DiscoverE, the organization that runs the Future City Competition, has also participated in every past White House Science Fair. Executive Director Leslie Collins has not yet heard from the Trump administration and didn’t expect to, but she said she believes the way this event makes STEM students feel goes beyond politics.
“For kids to be with the president, particularly homeless kids who have participated and underserved kids, just being there – it’s hard to overstate how special they feel,” Collins said.
Ivanka Trump has highlighted STEM education since Mr. Trump took office, urging young women to pursue careers in the field. On Thursday she announced she has set up a fund that will donate the unpaid advance and royalties from her book to charitable organizations. One of the first will be a grant of $100,000 to Boys & Girls Clubs of America’s STEM program for girls and underrepresented youth.
“Boys & Girls Clubs’ STEM program and STEM Centers for Innovation are helping produce a generation of STEM-ready youth who are equipped to fill the jobs of the future, become our next generation of innovators and solve our nation’s most critical challenges,” Ms. Trump said in a Facebook post.
But if her father has her way, STEM programs in areas like NASA’s Education Office and the Education Department will see deep cuts to their funding. This also comes amid concerns of an understaffed Office of Science and Technology Policy (OSTP), the office that typically organizes the White House Science Fair.
The New York Times reported in March that OSTP’s Office of the Chief Technology Officer has dwindled from a staff of 24 to just one, Deputy Chief Technology Officer Michael Kratsios. He’s the former chief of staff for Peter Thiel’s Thiel Capital. Thiel has been one of Mr. Trump’s most prominent Silicon Valley supporters.

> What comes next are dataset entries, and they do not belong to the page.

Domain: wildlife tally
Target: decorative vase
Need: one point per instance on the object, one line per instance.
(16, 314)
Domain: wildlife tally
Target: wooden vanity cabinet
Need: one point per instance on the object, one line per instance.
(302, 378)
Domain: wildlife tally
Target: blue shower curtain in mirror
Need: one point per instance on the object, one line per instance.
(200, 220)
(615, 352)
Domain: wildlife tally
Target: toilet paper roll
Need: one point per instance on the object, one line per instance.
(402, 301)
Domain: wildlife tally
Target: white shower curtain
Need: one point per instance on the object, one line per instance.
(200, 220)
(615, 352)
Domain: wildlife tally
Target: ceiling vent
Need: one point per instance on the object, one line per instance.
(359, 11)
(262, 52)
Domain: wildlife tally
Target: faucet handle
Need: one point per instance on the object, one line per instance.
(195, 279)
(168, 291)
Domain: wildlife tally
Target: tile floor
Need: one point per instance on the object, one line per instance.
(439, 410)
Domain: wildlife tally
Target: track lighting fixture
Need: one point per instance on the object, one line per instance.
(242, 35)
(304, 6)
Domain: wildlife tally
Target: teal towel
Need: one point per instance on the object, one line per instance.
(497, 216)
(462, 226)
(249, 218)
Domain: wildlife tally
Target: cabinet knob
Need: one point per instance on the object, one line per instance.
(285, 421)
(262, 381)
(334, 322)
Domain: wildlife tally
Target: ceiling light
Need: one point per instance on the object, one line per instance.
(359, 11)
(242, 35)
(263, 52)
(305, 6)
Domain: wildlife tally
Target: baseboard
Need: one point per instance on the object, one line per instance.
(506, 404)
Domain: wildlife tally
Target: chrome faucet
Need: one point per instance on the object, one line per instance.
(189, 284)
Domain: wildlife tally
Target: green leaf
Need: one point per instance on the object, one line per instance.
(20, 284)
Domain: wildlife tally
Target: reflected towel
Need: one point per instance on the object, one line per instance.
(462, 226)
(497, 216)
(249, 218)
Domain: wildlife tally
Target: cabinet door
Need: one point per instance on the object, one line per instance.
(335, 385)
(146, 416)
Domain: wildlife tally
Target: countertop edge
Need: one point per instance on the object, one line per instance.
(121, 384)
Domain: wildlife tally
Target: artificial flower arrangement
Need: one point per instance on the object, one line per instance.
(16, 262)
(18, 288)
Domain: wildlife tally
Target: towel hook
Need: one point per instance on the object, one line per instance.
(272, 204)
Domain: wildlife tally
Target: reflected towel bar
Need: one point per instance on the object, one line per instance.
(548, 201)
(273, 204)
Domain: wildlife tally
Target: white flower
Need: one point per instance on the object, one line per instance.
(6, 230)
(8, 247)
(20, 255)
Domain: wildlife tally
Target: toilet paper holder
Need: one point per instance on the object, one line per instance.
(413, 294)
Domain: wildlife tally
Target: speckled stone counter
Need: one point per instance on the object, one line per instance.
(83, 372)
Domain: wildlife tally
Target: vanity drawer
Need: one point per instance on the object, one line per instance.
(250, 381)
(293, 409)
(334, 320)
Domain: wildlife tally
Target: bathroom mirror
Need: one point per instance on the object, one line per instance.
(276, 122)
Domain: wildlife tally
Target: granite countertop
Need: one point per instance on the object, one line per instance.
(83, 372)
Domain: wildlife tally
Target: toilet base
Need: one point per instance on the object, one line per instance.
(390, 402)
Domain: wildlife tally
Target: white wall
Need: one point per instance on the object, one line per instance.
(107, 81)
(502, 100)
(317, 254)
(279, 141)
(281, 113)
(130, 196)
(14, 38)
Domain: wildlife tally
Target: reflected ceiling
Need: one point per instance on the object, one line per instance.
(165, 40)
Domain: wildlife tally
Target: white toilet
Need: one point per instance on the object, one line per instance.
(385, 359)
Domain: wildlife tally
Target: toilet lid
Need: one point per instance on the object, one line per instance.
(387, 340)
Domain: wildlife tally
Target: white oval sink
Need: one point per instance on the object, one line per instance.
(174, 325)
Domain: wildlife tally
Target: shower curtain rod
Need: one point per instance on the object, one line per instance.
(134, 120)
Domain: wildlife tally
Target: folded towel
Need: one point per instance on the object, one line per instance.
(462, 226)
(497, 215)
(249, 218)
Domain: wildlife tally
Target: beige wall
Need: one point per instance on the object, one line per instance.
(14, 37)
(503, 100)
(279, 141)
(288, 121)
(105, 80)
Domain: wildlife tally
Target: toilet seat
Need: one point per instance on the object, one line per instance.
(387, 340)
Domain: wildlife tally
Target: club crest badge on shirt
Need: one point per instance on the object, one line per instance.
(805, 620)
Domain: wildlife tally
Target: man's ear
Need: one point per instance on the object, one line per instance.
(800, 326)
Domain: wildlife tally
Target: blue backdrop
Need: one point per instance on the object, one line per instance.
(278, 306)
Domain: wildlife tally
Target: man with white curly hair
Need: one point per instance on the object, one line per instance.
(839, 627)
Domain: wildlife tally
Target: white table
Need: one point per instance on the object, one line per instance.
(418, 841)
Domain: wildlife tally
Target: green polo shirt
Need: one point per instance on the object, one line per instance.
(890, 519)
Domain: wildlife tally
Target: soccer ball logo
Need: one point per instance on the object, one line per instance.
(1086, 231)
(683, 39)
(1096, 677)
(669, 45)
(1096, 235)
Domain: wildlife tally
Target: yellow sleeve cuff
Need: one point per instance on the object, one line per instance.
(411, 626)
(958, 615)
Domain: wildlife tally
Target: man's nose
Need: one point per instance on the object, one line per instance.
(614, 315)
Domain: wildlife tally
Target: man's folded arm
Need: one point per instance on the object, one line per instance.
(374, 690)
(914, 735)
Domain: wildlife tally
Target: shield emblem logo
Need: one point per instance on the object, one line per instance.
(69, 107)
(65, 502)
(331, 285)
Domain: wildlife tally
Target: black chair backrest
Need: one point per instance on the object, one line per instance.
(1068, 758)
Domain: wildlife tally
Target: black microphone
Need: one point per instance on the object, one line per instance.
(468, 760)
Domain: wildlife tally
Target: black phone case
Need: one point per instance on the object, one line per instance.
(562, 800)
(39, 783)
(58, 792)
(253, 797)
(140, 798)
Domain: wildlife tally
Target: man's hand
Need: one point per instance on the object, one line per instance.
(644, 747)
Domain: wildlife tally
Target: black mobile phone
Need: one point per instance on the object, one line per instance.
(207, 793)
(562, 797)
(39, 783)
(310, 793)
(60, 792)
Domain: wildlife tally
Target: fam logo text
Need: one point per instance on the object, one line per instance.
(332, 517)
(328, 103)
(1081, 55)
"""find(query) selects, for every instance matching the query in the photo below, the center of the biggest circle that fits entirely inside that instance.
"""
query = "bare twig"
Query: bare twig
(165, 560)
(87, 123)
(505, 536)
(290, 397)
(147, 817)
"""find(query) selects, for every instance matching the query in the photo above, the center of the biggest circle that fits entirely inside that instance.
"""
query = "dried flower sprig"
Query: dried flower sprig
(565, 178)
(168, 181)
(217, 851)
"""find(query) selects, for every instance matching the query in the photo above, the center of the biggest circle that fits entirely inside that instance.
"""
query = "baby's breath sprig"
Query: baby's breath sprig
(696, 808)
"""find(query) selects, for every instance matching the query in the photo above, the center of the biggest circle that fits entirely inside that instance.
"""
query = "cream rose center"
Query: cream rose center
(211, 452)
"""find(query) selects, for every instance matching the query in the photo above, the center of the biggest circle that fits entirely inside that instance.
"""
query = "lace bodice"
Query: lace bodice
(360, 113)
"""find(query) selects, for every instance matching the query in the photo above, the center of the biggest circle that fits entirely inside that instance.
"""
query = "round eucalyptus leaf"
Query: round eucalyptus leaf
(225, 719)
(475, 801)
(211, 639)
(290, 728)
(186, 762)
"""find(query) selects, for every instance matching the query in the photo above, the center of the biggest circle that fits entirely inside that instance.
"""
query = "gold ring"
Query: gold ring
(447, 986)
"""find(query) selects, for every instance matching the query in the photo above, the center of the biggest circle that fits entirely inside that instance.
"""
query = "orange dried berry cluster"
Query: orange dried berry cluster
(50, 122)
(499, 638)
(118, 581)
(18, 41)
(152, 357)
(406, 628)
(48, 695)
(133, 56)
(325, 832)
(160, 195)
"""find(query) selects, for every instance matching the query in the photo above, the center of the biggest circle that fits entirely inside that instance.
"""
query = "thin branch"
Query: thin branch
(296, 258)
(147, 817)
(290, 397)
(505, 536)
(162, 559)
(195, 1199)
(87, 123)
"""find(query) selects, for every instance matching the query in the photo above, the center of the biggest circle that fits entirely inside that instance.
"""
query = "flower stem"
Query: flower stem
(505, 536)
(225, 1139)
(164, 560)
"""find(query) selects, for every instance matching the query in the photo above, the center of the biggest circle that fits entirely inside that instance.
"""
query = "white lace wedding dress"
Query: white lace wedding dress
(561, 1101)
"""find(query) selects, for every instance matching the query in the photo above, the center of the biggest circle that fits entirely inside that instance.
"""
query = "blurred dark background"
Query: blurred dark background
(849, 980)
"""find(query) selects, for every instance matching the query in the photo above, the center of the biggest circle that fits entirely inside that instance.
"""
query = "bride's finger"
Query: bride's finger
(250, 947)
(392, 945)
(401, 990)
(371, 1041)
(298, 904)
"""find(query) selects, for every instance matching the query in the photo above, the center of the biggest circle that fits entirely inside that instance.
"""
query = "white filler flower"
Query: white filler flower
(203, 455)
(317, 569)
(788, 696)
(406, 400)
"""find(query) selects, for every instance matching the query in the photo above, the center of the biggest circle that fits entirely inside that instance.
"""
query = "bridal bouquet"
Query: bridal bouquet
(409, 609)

It is unclear if Mr. Trump plans make additional appointments in that office -- including a chief technology officer. One adviser to Mr. Trump’s transition team, James Carafano, wrote a report for the Heritage Foundation last summer that questioned the functionality of OSTP and called it “largely redundant.”
Meanwhile, on Saturday, the science community will channel its energy toward the “March for Science” -- demonstrations in Washington, DC and around the globe that “call for science that upholds the common good and for political leaders and policymakers to enact evidence based policies in the public interest,” according to the March’s website.